Goście odwiedzają dziś restauracje zarówno ze względu na smak oferowanych dań, jak i przestrzeń, w której chcą się nimi cieszyć. Wspominałam już nieco, że wystrój naszej restauracji to przemyślana mieszanka sztuki nowoczesnej i urban artu, stylów kosmopolitycznego i wielkomiejskiego oraz nawiązań do tradycji. Wszystko to świetnie ze sobą współgra i koresponduje z naszym menu. Taka jest nasza idea przewodnia.
Masz już konkretne kulinarne plany na magiczny, ale bardzo wymagający koniec roku?
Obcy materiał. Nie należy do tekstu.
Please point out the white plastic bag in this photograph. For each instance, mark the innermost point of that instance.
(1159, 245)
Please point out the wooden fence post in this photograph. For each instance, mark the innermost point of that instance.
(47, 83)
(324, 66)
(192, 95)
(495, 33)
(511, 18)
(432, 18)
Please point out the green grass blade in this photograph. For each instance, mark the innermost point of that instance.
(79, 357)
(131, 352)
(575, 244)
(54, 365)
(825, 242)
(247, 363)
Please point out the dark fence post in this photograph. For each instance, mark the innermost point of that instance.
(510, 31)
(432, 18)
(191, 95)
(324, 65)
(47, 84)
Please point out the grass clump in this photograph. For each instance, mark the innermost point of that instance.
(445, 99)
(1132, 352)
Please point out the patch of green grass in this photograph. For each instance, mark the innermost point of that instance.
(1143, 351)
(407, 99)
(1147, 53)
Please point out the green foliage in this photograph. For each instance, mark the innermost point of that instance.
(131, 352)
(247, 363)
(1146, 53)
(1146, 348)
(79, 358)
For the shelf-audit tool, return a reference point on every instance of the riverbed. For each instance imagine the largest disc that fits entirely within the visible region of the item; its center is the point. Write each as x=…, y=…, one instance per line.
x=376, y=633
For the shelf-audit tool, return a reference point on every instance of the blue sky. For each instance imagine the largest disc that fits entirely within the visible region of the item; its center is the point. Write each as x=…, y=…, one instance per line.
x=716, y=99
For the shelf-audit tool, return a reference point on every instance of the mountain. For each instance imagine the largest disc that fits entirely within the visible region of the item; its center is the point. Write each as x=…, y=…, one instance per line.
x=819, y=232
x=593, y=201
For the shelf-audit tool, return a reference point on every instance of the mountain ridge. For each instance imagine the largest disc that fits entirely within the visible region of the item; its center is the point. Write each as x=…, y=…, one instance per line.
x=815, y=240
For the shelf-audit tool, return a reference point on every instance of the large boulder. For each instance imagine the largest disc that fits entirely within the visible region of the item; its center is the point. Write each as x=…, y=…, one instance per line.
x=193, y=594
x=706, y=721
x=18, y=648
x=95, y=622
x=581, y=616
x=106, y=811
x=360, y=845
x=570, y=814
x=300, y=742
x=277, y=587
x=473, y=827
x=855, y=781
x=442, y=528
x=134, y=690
A może wybiegasz myślami dalej?
Końcówka roku jak zawsze przyniesie nam wiele pracy, ale ja wybiegam myślami zdecydowanie dalej. To będzie bardzo ciekawe doświadczenie dla naszych gości i dla nas, ale niczego więcej na razie nie zdradzę. Zapraszam jednak do restauracji Clash już teraz. Warto do nas zaglądać, by na własnym podniebieniu przekonać się, że nieustannie się zmieniamy, a każda nasza odsłona jest niezwykła.